Roof shapes for you to consider

If you are looking to go beyond the gable roof, here are a few options to consider.

1. Cross gable

Similar to the regular gable roof, this shape is characterized by multiple gabled sections that meet the main frame of the home at a right angle. The shape formed is usually an L or T shape. The intent is to create more space in the home with an interesting design. These homes often have a more complex layout due to the change in shape direction. These roofs are not recommended for areas with high winds or hurricanes.

2. Flat roof

A flat roof is exactly how it sounds but with an imperceptible slant for water runoff and drain. Flat roofs are one of the most cost-effective, as they require less material due to their smaller surface area. The space on top of the roof can also be utilized for things like gardening and storage, though a large flat roof could be unstable and more affected by extreme temperature fluctuations.

3. Butterfly roof

This roof type is V-shaped, like the wings of a flying butterfly. Two roof pieces slant down towards each other and meet at a lower point in the middle. This shape allows for larger windows and opens the interior to nature while reducing the heating required in winter, though it is complex and expensive to build.

4. Salt box roof

This style of roof is an asymmetric gable design. The roof is a triangle shape, but one side of the gable is longer than the other. It provides a way to get more space within the home without using a lot of material or compromising water runoff, but the indoor ceilings may need to be slanted in compromise for space.

5. Sawtooth roof

A sawtooth roof has peaks like the teeth on the saw blade.

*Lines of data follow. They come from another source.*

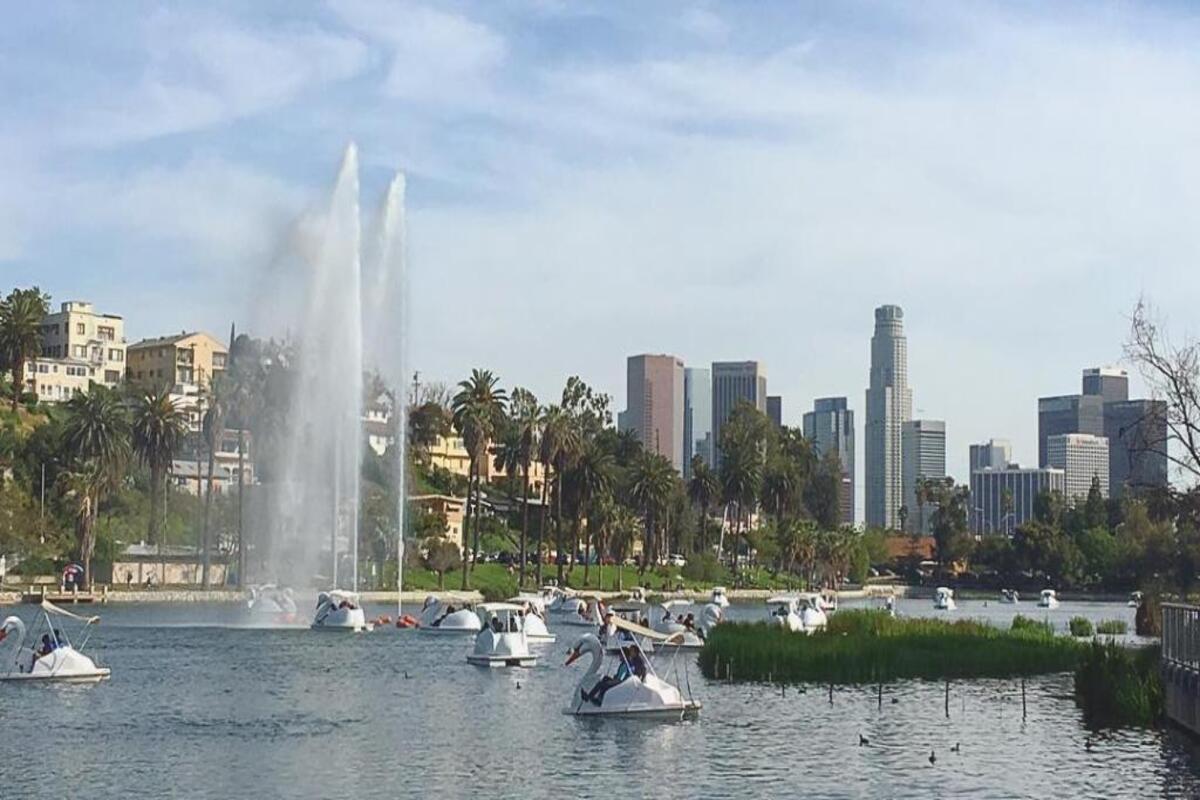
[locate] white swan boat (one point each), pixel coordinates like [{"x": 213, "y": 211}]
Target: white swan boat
[
  {"x": 534, "y": 618},
  {"x": 679, "y": 635},
  {"x": 634, "y": 689},
  {"x": 448, "y": 618},
  {"x": 340, "y": 611},
  {"x": 798, "y": 613},
  {"x": 273, "y": 602},
  {"x": 54, "y": 659},
  {"x": 587, "y": 612},
  {"x": 503, "y": 642}
]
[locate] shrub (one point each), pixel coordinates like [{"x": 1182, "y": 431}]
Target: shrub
[
  {"x": 1120, "y": 686},
  {"x": 863, "y": 647},
  {"x": 1080, "y": 626},
  {"x": 1029, "y": 625}
]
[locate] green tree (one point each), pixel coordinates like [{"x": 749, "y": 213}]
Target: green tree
[
  {"x": 159, "y": 428},
  {"x": 96, "y": 434},
  {"x": 703, "y": 489},
  {"x": 478, "y": 413},
  {"x": 21, "y": 334}
]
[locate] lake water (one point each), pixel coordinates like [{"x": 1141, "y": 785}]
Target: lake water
[{"x": 198, "y": 708}]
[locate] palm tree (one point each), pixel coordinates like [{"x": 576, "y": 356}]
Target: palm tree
[
  {"x": 561, "y": 444},
  {"x": 21, "y": 334},
  {"x": 159, "y": 428},
  {"x": 516, "y": 452},
  {"x": 649, "y": 488},
  {"x": 703, "y": 489},
  {"x": 591, "y": 476},
  {"x": 96, "y": 433},
  {"x": 478, "y": 413},
  {"x": 211, "y": 431}
]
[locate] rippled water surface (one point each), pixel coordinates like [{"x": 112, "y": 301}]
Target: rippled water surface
[{"x": 201, "y": 708}]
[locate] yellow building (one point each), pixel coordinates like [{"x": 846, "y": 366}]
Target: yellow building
[
  {"x": 180, "y": 360},
  {"x": 77, "y": 332},
  {"x": 450, "y": 453}
]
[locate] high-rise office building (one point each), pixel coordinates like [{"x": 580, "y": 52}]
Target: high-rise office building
[
  {"x": 1002, "y": 497},
  {"x": 1110, "y": 383},
  {"x": 1068, "y": 414},
  {"x": 654, "y": 404},
  {"x": 888, "y": 407},
  {"x": 923, "y": 457},
  {"x": 775, "y": 409},
  {"x": 994, "y": 453},
  {"x": 1083, "y": 457},
  {"x": 697, "y": 416},
  {"x": 735, "y": 382},
  {"x": 829, "y": 426},
  {"x": 1135, "y": 428},
  {"x": 1137, "y": 433}
]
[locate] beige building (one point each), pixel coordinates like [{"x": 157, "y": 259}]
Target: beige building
[
  {"x": 77, "y": 332},
  {"x": 57, "y": 380},
  {"x": 450, "y": 453},
  {"x": 177, "y": 361},
  {"x": 450, "y": 506},
  {"x": 191, "y": 475}
]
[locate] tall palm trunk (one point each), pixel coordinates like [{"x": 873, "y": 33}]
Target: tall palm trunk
[
  {"x": 207, "y": 555},
  {"x": 541, "y": 527},
  {"x": 525, "y": 522},
  {"x": 241, "y": 483},
  {"x": 559, "y": 561},
  {"x": 467, "y": 523}
]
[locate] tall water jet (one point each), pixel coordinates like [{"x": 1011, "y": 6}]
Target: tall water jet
[{"x": 317, "y": 498}]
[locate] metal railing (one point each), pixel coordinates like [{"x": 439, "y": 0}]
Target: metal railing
[{"x": 1181, "y": 635}]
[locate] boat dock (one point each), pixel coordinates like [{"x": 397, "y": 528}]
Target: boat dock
[{"x": 1181, "y": 665}]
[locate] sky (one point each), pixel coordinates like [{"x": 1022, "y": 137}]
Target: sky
[{"x": 591, "y": 180}]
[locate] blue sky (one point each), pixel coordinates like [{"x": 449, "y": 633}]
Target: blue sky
[{"x": 588, "y": 180}]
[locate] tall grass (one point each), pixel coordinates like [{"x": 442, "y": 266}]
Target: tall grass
[
  {"x": 865, "y": 647},
  {"x": 1120, "y": 686}
]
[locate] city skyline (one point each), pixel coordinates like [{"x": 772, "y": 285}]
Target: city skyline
[{"x": 567, "y": 174}]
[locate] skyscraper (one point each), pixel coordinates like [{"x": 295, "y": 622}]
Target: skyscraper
[
  {"x": 697, "y": 416},
  {"x": 732, "y": 383},
  {"x": 1083, "y": 457},
  {"x": 1002, "y": 497},
  {"x": 654, "y": 404},
  {"x": 994, "y": 453},
  {"x": 829, "y": 426},
  {"x": 888, "y": 407},
  {"x": 923, "y": 456},
  {"x": 1110, "y": 383},
  {"x": 775, "y": 409}
]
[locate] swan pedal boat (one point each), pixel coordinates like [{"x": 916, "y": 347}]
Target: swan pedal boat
[
  {"x": 340, "y": 611},
  {"x": 435, "y": 620},
  {"x": 65, "y": 663},
  {"x": 641, "y": 697},
  {"x": 502, "y": 643}
]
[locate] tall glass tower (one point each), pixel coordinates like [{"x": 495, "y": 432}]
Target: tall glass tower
[{"x": 888, "y": 407}]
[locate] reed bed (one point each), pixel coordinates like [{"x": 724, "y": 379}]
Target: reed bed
[
  {"x": 868, "y": 647},
  {"x": 1120, "y": 686}
]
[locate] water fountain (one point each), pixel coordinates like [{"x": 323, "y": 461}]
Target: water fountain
[{"x": 346, "y": 300}]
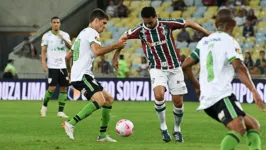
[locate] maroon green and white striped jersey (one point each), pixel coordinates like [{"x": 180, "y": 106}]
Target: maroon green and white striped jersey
[{"x": 158, "y": 43}]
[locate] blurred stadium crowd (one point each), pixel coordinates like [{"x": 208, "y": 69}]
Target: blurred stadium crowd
[{"x": 250, "y": 32}]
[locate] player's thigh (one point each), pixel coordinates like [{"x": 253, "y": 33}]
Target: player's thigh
[
  {"x": 88, "y": 87},
  {"x": 53, "y": 78},
  {"x": 63, "y": 78},
  {"x": 176, "y": 83},
  {"x": 159, "y": 83},
  {"x": 108, "y": 97}
]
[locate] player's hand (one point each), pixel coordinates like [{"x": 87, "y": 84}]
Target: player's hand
[
  {"x": 198, "y": 93},
  {"x": 121, "y": 44},
  {"x": 115, "y": 64},
  {"x": 258, "y": 100},
  {"x": 60, "y": 36},
  {"x": 44, "y": 67}
]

The sloped and vertical surfaces alternate, with windows typically installed on the pitched roof to allow more warmth and daylight inside the structure. Solar panel mounting is great for sawtooth roofs because of the multiple slope surfaces. The extra materials and labor needed make this a more expensive style of roof.

6. Oblique roof

Oblique roofs are steeply pitched with a high point on one side and a low point on the other. It is a statement roof that appears to reach for the sky above it. The tall side of the building allows for more windows to be placed and more natural light to stream in, while also giving the house a strong and bold character.

7. Curved roof

This roof type is a curved structure, with the option to curve both down towards the building or up towards the sky. This shape is achieved by using materials like metal that naturally bend. This type of roof can reduce the structure’s resistance to the wind but is typically chosen for its interesting aesthetic.

8. Dormer roof

Dormer roofs have a window that projects from a traditional pitched roof. This creates an extended window in the roof that results in more space and natural light. This roof type is popular in loft conversions and upper floors. A dormer window can be present on many types of roofs, but the seams can be a potential leak risk, and they can be expensive to install.

9. Gambrel roof

The gambrel roof has four flat surfaces, two on each side. The top two planes are less steep than the bottom two planes. This design offers more space on the inside, making it popular for barns. Gambrel roofs have an interesting aesthetic and architectural vibe while providing great drainage and durability. They are not advised to be used in areas with heavy snowfall or winds.

10. A-Frame roof

This style of roof is simple: the steep roof sides extend to the ground or close to the ground. The walls of the home are also the roof of the home. The A-Frame roof is inexpensive and ideal for locations with frequent snow buildup, as the steep sides prevent damage from the weight of the snow.